Uni Junior - Making a game AI with a matchboxes

After a few years’ break, I organized a workshop as part of the Uni Junior project, which I’ve been involved with for many years now. This time, the workshop focused on game AIs. Specifically, we looked at the (very simple) game of Hexapawn and two different ways to build an AI for it. One of the AIs was rule-based and required its “developer” to specify an explicit rule for which move the AI should make in any given position. The second was a “training AI” that stored good moves in a set of 24 matchboxes and could be trained by removing moves that led to a defeat.

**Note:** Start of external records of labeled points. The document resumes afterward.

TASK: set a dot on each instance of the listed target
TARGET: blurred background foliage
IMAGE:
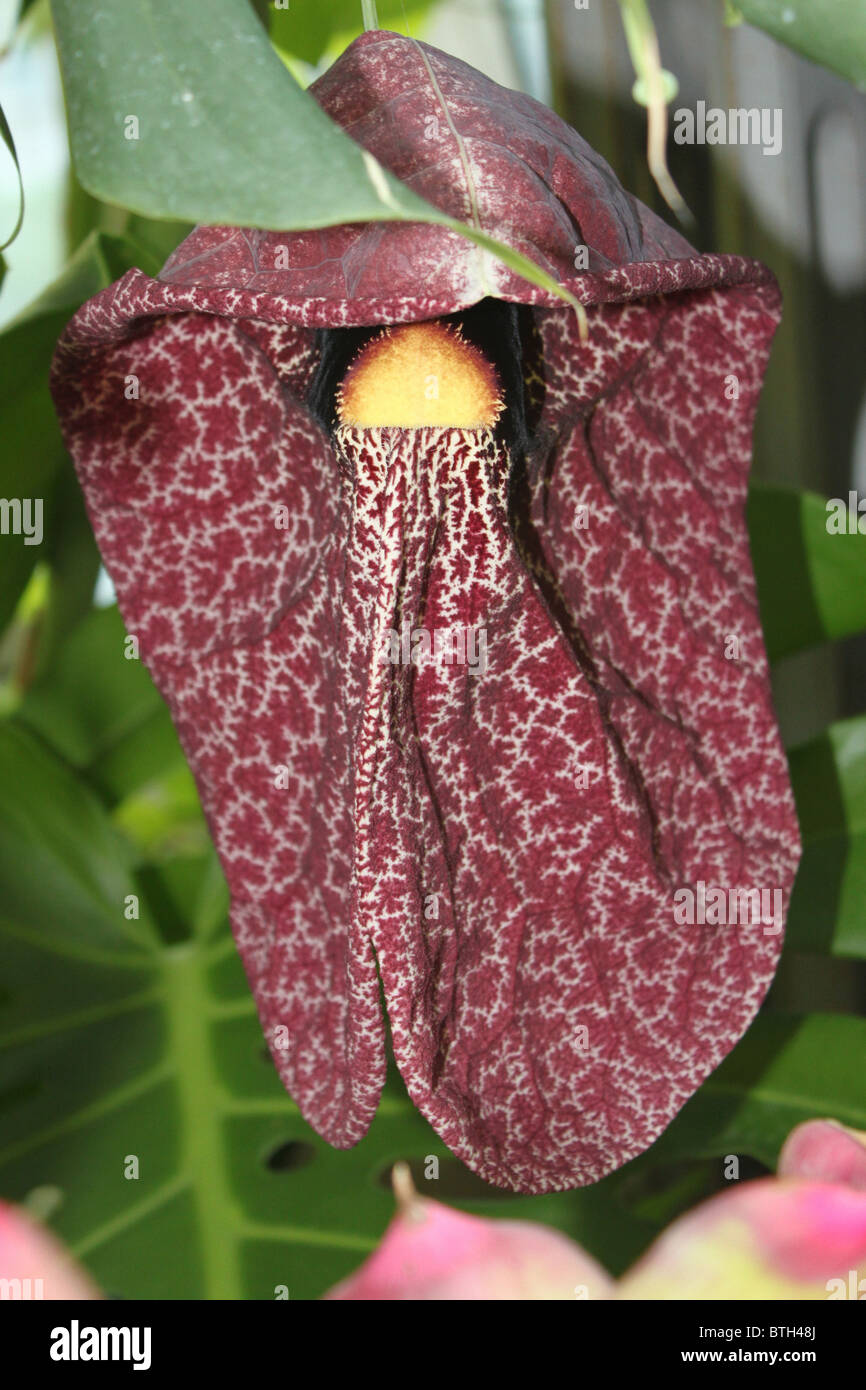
(129, 1036)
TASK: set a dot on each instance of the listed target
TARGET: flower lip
(420, 374)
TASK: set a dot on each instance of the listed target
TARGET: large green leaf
(6, 135)
(307, 31)
(32, 451)
(811, 583)
(783, 1072)
(829, 777)
(218, 131)
(827, 31)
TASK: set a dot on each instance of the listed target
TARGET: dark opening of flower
(456, 620)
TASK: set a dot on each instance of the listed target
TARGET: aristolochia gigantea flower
(456, 622)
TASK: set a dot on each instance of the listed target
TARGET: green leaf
(220, 132)
(783, 1072)
(829, 777)
(6, 135)
(92, 698)
(121, 1043)
(34, 453)
(827, 31)
(811, 584)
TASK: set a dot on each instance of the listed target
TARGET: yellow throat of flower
(420, 374)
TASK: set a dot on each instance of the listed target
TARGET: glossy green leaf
(306, 32)
(831, 32)
(783, 1072)
(829, 905)
(811, 583)
(220, 132)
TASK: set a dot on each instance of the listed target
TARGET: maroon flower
(505, 843)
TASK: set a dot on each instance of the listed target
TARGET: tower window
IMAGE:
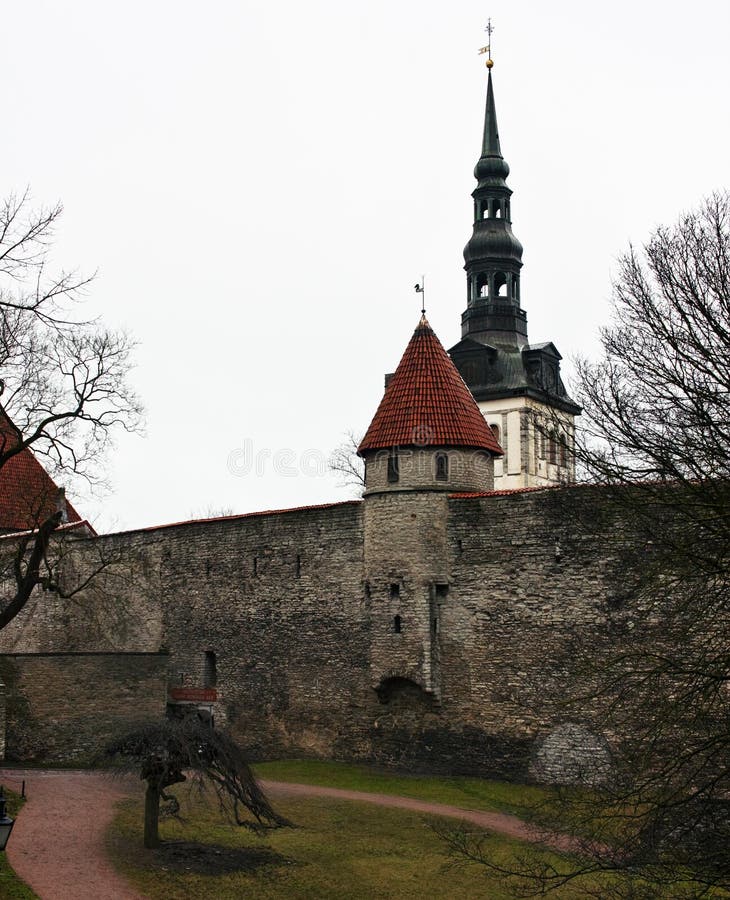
(393, 473)
(210, 673)
(563, 450)
(552, 449)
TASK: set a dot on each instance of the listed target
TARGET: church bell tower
(516, 384)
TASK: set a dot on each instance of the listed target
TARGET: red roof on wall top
(28, 494)
(427, 403)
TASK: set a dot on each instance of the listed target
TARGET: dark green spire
(491, 168)
(493, 256)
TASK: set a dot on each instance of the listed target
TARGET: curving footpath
(57, 845)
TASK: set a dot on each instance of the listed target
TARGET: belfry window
(393, 472)
(500, 284)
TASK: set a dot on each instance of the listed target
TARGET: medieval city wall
(289, 616)
(69, 706)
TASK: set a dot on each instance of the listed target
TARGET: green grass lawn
(470, 793)
(11, 887)
(339, 849)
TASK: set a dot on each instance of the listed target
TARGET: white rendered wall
(529, 460)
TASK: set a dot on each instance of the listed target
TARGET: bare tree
(171, 751)
(656, 679)
(349, 466)
(63, 383)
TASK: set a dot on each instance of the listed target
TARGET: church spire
(493, 255)
(491, 161)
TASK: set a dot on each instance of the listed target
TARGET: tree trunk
(152, 817)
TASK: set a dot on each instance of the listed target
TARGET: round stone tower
(427, 440)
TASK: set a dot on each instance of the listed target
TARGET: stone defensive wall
(68, 706)
(301, 633)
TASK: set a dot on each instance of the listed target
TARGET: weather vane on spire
(488, 49)
(421, 289)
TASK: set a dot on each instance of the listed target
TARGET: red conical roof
(28, 494)
(427, 403)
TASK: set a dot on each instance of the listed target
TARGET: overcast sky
(259, 186)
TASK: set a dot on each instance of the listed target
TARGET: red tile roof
(427, 404)
(236, 516)
(28, 494)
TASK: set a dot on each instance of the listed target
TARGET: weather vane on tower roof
(488, 49)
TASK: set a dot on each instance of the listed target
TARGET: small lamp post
(6, 823)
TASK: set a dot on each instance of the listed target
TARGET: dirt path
(68, 861)
(510, 826)
(57, 844)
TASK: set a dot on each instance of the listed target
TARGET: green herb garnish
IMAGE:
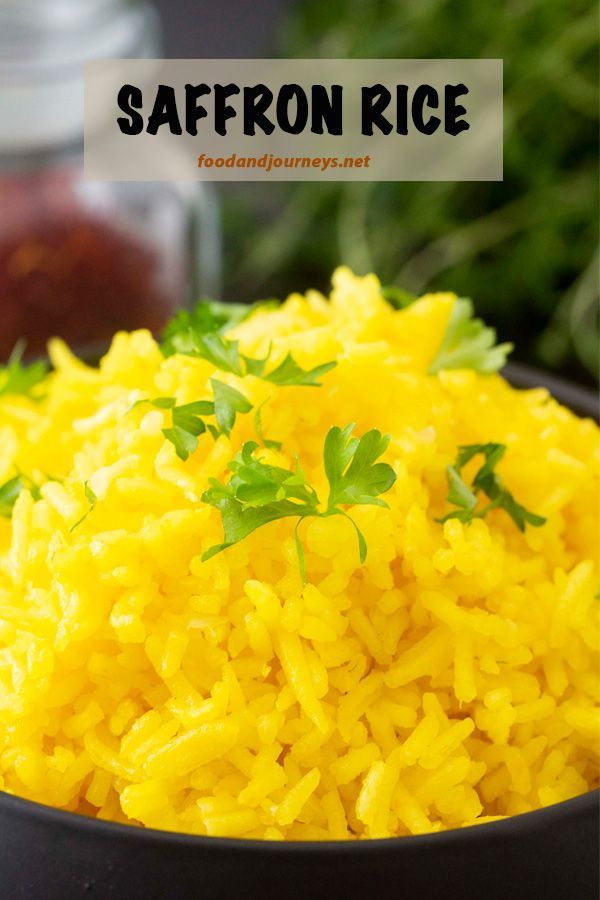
(290, 373)
(487, 482)
(207, 317)
(469, 344)
(9, 493)
(258, 493)
(18, 378)
(194, 334)
(397, 297)
(187, 422)
(228, 402)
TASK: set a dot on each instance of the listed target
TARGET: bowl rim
(507, 827)
(580, 400)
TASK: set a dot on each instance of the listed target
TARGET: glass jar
(83, 259)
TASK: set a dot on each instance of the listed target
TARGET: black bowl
(47, 854)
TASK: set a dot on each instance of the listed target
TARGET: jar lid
(43, 47)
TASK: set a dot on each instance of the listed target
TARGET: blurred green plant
(524, 248)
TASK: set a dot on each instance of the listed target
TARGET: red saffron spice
(70, 269)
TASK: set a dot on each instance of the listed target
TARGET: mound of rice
(450, 680)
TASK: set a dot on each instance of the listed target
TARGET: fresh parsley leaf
(9, 493)
(289, 373)
(487, 482)
(187, 424)
(397, 297)
(207, 317)
(92, 500)
(198, 334)
(468, 343)
(18, 378)
(228, 402)
(258, 493)
(350, 465)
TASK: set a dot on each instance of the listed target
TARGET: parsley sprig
(199, 335)
(469, 344)
(11, 489)
(9, 494)
(398, 297)
(18, 378)
(187, 420)
(206, 317)
(486, 481)
(258, 493)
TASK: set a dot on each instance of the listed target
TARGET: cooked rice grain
(450, 680)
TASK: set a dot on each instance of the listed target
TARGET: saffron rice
(450, 680)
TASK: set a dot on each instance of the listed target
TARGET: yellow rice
(450, 680)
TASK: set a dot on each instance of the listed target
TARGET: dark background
(524, 249)
(232, 28)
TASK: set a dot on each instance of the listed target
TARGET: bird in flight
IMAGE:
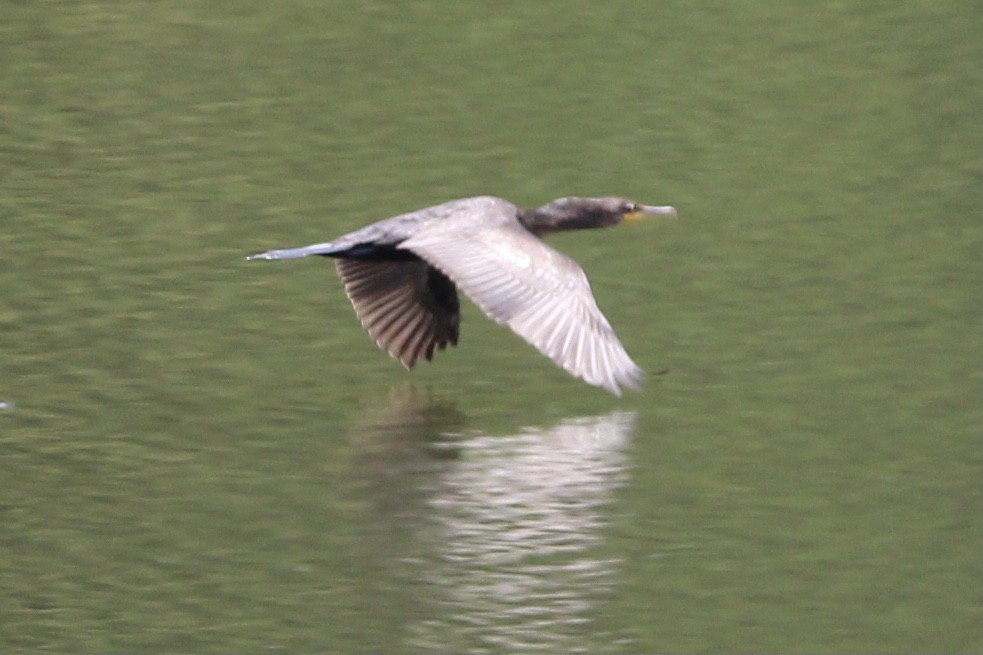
(402, 275)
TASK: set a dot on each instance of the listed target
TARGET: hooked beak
(644, 211)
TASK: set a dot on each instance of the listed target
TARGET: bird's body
(402, 275)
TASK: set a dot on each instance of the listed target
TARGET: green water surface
(204, 455)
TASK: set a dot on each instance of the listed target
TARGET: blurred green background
(203, 455)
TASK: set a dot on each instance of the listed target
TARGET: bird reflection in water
(508, 533)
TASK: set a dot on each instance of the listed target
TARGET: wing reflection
(497, 539)
(513, 529)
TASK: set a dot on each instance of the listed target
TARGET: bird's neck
(542, 223)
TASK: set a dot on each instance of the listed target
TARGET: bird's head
(586, 213)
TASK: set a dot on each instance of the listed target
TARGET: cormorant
(402, 275)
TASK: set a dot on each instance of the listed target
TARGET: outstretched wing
(541, 294)
(408, 307)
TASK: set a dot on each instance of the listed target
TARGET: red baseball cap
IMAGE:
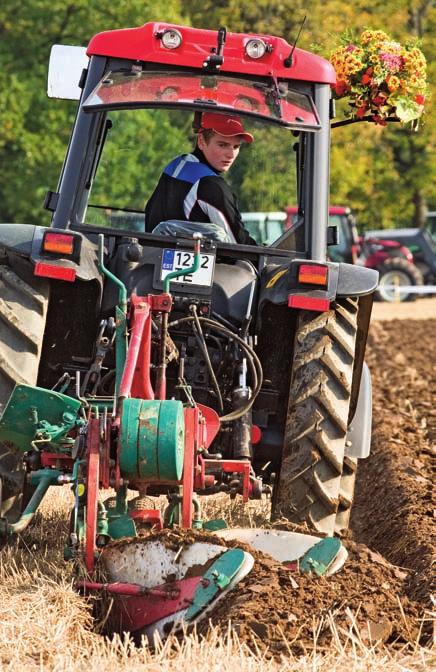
(224, 124)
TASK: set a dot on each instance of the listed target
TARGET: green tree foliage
(34, 130)
(386, 175)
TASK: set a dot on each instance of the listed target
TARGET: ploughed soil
(383, 593)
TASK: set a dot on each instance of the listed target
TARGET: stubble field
(376, 614)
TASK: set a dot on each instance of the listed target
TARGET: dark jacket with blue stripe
(189, 189)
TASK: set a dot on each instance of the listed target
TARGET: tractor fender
(358, 441)
(356, 280)
(278, 281)
(17, 238)
(86, 267)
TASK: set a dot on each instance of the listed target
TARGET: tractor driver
(192, 188)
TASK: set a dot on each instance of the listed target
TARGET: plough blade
(307, 552)
(167, 587)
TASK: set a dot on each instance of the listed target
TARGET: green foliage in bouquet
(380, 78)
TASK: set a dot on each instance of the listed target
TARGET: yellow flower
(393, 83)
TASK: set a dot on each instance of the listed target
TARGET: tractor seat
(179, 227)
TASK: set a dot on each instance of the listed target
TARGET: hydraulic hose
(252, 361)
(207, 358)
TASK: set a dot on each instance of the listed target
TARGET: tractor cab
(142, 93)
(178, 361)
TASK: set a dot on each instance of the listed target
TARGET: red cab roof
(144, 44)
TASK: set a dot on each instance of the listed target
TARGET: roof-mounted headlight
(256, 48)
(171, 38)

Hexapawn is a tiny, beginner-friendly strategy game played on a 3×3 board using just pawns. Each player tries to reach the opponent’s back row, capture all opposing pawns, or leave the opponent with no legal moves. Because the game is so small, it’s perfect for exploring basic ideas in game strategy and AI, even if even the younger participants of the workshop managed to find perfect strategies for their AIs.

Photos by Stella Saaresaho, the coordinator of Uni Junior.

Thank you to everyone involved in the organization—especially my great assistants, who were fantastic at working with the kids! The Swedish material I made for the lab can (at least for a while) be found on my Google Drive. The idea for the lab was heavily influenced by a YouTube video by Vsauce2 and the AI Unplugged.org materials.